DETERMINATION OF TRANSFER FUNCTION OF MAGNETIC LEVITATION MODEL AND EXPERIMENTAL VERIFICATION OF OPTICAL SENSOR

Abstract

Urgency of the research. The potential of controlling the position of levitating objects has great application in deposition and in various positioning systems. Magnetic levitation eliminates direct mechanical friction between moving parts. Target setting. The measurement shielding method used is one of the methods of determining the position of a levitating object. By combining positioning and regulating elements, we achieve a feedback control. The use of a given type of measurement has advantages in places where the use of other methods is not appropriate.

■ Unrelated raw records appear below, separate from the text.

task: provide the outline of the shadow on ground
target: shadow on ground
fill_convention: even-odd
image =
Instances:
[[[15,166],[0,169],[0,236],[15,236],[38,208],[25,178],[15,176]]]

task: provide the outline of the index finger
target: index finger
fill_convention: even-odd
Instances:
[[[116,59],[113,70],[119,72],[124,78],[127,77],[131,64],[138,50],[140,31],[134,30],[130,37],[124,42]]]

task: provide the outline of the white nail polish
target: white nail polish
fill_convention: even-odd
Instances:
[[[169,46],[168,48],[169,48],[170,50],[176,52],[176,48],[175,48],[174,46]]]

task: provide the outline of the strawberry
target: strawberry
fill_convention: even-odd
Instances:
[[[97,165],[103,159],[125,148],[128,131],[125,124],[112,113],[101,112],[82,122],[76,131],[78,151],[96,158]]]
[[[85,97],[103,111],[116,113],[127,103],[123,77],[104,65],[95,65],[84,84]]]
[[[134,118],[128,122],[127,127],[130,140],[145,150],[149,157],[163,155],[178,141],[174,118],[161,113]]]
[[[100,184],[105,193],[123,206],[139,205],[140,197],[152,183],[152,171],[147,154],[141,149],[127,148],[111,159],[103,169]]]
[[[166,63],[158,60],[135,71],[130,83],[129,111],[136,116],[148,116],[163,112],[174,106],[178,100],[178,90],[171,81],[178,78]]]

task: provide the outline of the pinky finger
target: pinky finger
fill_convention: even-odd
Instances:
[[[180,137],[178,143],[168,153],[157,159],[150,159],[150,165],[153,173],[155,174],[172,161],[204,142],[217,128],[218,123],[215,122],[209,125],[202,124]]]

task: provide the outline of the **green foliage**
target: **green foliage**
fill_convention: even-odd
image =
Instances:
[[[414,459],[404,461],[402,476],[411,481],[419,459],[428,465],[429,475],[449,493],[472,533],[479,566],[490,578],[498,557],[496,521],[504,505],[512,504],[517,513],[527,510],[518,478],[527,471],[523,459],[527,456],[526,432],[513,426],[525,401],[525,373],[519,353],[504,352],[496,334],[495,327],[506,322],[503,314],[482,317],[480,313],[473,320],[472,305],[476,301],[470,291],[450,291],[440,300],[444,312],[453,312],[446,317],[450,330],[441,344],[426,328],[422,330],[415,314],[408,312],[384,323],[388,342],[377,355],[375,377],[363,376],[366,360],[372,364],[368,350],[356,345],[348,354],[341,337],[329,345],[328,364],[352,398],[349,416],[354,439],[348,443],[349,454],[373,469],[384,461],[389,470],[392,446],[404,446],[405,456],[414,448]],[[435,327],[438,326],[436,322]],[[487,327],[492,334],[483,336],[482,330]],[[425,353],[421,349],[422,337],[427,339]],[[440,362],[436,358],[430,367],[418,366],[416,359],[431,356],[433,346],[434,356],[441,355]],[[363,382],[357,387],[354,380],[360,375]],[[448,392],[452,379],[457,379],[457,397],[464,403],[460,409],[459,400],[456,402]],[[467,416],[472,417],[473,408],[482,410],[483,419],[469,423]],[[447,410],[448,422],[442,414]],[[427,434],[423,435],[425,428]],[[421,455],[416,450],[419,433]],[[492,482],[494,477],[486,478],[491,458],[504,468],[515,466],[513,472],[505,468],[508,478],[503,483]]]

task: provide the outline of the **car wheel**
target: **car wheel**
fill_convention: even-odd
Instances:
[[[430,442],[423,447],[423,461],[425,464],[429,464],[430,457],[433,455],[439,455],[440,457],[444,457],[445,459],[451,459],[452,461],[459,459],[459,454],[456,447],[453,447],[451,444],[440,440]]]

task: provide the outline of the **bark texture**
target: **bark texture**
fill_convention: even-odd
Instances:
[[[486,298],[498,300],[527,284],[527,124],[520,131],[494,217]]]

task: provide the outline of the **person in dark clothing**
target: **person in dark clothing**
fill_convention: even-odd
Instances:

Actual scientific researches and issues analysis. The problem of magnetic levitation is addressed by several research laboratories with a direct connection to practice. The problem that is currently solved within magnetic levitation is the regulation of the levitating object using various types of regulators. The research objective. Derivation of mathematical model of magnetic levitation and examination of nonlinear system followed by linearization by Taylor series. Experimental determination of characteristics and dependence between object position, voltage and current. The statement of basic materials. The position of the levitating object is determined by the shading of the optical sensor. The light source is a laser light. Conclusions. In this work we defined the mathematical model of the magnetic levitation system and subsequently derived the transfer function of the levitation system and the position sensor. From the experimental verification of the shadow method for the determination of the position of the levitating object and the consequent need for regulation, we found that the dependence of the position of the levitating object on current and voltage on the photodiode is linear in the active region.